The order of 2D NumPy Arrays.

Indexing

  • To get a row of a two-dimensional array as a one-dimensional array, you can use a single index. For example:

    import numpy as np
    
    bar = np.array(
        [
            [5, 10, 15, 20],
            [25, 30, 35, 40],
            [45, 50, 55, 60],
        ]
    )
    
    print(bar[0])  # prints array([ 5, 10, 15, 20])
    
  • To get a row of a two-dimensional array as a two-dimensional array, you can use None or slicing. For example:

    import numpy as np
    
    bar = np.array(
        [
            [5, 10, 15, 20],
            [25, 30, 35, 40],
            [45, 50, 55, 60],
        ]
    )
    
    print(bar[0, None])  # prints array([[5, 10, 15, 20]])
    
    print(bar[:1])  # also prints array([[5, 10, 15, 20]])
    
  • You can index a list of specific elements in a two-dimensional array by passing in a list of the points’ row and column indices. For example:

    import numpy as np
    
    bar = np.array(
        [
            [5, 10, 15, 20],
            [25, 30, 35, 40],
            [45, 50, 55, 60],
        ]
    )
    
    print(bar[[0, 1, 2], [0, 1, 2]])
    # array([5, 30, 55])
    
  • When every dimension of an array is indexed with an array, and each of those arrays is the same shape, the output of the indexing operation will be the same shape as the index arrays. For example:

    import numpy as np
    
    foo = np.arange(3 * 2 * 4).reshape((3, 2, 4))
    print(foo)
    # [[[ 0  1  2  3]
    #   [ 4  5  6  7]]
    #
    #  [[ 8  9 10 11]
    #   [12 13 14 15]]
    #
    #  [[16 17 18 19]
    #   [20 21 22 23]]]
    
    print(foo[[[0, 2], [2, 0], [1, 1]], [[0, 0], [0, 0], [1, 1]], [[0, 1], [0, 2], [0, 3]]])
    # [[ 0 17]
    #  [16  2]
    #  [12 15]]
    
  • If index arrays are not the same shape, but can be broadcasted, the output of the indexing operation will be the same shape as the broadcasted array.

Broadcasting

  • Suppose we want to add two arrays, A and B.

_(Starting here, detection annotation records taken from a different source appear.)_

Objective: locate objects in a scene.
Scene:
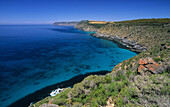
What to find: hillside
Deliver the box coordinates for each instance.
[53,21,79,26]
[32,19,170,107]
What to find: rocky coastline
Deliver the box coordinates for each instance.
[91,32,147,53]
[75,25,147,53]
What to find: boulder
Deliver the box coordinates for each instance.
[138,57,160,74]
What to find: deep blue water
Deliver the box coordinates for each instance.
[0,25,136,107]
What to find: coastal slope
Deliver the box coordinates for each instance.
[31,19,170,107]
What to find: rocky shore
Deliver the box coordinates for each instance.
[75,22,147,53]
[91,32,146,53]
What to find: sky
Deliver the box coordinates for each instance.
[0,0,170,24]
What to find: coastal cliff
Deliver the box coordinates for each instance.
[31,19,170,107]
[53,21,79,26]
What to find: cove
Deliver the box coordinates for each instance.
[0,25,137,107]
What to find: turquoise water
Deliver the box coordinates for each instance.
[0,25,136,107]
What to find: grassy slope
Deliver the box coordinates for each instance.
[32,19,170,107]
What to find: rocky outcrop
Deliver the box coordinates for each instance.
[138,57,163,74]
[39,104,59,107]
[91,32,146,52]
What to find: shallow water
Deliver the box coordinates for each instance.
[0,25,136,107]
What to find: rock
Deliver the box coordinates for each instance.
[39,104,59,107]
[138,57,161,74]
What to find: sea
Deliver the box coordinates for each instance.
[0,25,137,107]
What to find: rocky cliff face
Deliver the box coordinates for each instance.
[75,19,170,52]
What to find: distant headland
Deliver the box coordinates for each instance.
[53,21,79,26]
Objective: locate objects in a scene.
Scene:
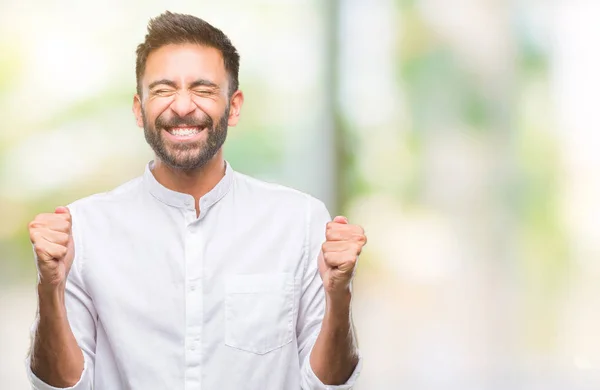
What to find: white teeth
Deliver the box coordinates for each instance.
[169,127,199,137]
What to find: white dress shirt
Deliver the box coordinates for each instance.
[26,162,361,390]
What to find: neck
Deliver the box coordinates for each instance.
[152,149,225,205]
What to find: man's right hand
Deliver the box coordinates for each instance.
[29,207,75,289]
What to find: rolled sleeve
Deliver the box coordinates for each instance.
[302,354,362,390]
[25,356,92,390]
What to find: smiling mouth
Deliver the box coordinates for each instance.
[165,126,203,137]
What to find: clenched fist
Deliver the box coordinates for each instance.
[29,207,75,287]
[319,217,367,294]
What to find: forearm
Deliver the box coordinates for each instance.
[31,286,84,388]
[310,292,358,385]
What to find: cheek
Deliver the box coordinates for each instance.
[194,96,227,121]
[144,98,171,124]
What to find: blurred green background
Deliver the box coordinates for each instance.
[0,0,600,390]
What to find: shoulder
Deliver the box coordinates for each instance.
[68,176,142,219]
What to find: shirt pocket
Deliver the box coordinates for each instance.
[225,273,294,355]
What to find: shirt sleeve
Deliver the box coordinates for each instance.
[25,205,97,390]
[296,198,362,390]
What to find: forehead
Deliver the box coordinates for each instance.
[143,43,227,85]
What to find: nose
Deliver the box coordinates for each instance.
[171,91,196,117]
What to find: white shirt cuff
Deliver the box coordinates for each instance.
[25,356,92,390]
[304,353,362,390]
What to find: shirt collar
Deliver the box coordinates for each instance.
[143,160,234,215]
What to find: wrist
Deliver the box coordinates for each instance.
[37,283,66,316]
[325,288,352,315]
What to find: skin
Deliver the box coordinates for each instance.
[29,44,366,387]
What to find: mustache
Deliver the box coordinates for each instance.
[154,115,213,129]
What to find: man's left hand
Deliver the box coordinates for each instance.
[319,217,367,296]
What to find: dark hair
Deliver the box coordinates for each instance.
[135,11,240,97]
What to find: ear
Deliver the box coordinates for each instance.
[131,94,144,127]
[227,89,244,126]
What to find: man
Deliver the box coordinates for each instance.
[27,12,366,390]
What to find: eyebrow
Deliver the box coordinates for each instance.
[190,79,219,89]
[148,79,177,89]
[148,79,219,89]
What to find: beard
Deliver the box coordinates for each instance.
[142,105,229,171]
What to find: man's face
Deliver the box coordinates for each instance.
[134,44,239,170]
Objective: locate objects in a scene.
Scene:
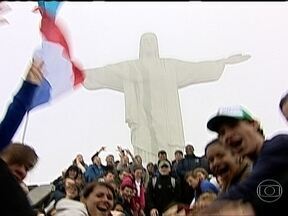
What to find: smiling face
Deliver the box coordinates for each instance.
[218,120,264,159]
[206,142,241,183]
[186,176,199,189]
[85,185,114,216]
[281,100,288,121]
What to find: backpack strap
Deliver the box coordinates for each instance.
[152,176,157,189]
[171,177,176,188]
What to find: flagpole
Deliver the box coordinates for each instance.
[22,111,29,145]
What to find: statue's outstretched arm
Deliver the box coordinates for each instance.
[165,54,250,88]
[219,54,251,64]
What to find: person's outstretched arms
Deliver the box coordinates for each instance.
[0,60,43,151]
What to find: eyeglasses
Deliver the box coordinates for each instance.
[160,165,169,169]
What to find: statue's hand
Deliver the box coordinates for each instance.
[222,54,251,64]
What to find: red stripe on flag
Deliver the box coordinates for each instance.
[39,9,84,86]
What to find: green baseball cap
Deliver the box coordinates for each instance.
[207,106,255,132]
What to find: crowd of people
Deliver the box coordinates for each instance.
[0,57,288,216]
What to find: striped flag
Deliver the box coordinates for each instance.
[30,1,84,110]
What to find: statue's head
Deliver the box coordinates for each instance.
[139,32,159,59]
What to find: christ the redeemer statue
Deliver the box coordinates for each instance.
[83,33,250,162]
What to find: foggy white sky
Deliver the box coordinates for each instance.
[0,2,288,183]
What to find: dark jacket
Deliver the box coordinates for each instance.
[177,155,201,179]
[147,174,181,215]
[0,159,37,216]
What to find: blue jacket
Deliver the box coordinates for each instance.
[0,81,37,151]
[84,164,105,183]
[195,179,219,200]
[220,134,288,216]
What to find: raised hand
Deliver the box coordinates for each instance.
[25,60,44,85]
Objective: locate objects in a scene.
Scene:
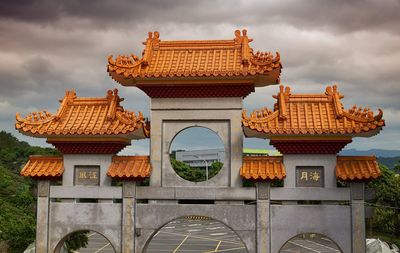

    • Moving backwards from the last dimension of each array, we check if their dimensions are compatible.
    • Dimensions are compatible if they are equal or either of them is one.
    • If all of A’s dimensions are compatible with B’s dimensions, or vice versa, they are compatible arrays.

Reshaping Arrays

  • You can insert new axes in front of and behind existing axes using None or np.newaxis (which is just an alias for None). For example:

    import numpy as np
    
    A = np.array(
        [5, 10, 15, 20],
    )
    
    print(A[:, np.newaxis].shape)  # prints (4, 1)
    print(A[np.newaxis, :].shape)  # prints (1, 4)
    
  • You can reshape arrays in-place by modifying the shape attribute instead of using reshape. For example:

    import numpy as np
    
    A = np.array(
        [
            [1, 2, 3, 4],
            [5, 6, 7, 8],
        ],
    )
    
    A.reshape(4, 2)  # creates a copy of `A` and reshapes the copy
    A.shape = (4, 2)  # directly modifies `A`
    

Logical Indexing

  • To combine logical statements, use bitwise operators like & and |.
  • When combining logical statements, each statement should be wrapped with parentheses, so that they are evaluated before the any bitwise operators.

NaN

  • np.nan is a special floating point constant. It cannot be inserted into arrays of non-floating point values.
  • Use np.isnan() to find np.nan values in an array. np.nan is designed in such a way that np.nan == np.nan evaluates to False, but np.nan != np.nan evaluates to True.

Math Functions

  • NumPy has a number of math functions that behave similarly.

    import numpy as np
    
    bar = np.array(
        [
            [5.0, 2.0, 9.0],
            [1.0, 0.0, 2.0],
            [1.0, 7.0, 8.0],
        ]
    )
    
    # prints 35.0, the sum of all elements in `bar`
    print(np.sum(bar))
    
    # prints array([7., 9., 19.]), the column sums of the array
    print(np.sum(bar, axis=0))
    
    # prints array([16., 3., 16.]), the row sums of the array
    print(np.sum(bar, axis=1))
    
    # Note that in the above cases, `sum` returns a 1D array. To retain the
    # dimensions of `bar`, set `keepdims=True`. For example, the following prints
    # array[[16.], [3.], [16.]].
    print(np.sum(bar, axis=1, keepdims=True))
    
  • If any values in an array are nan and you try to apply sum to the array, it will return nan, since by default it is not expecting nan values in the array. np.nansum will instead treat nan values as 0.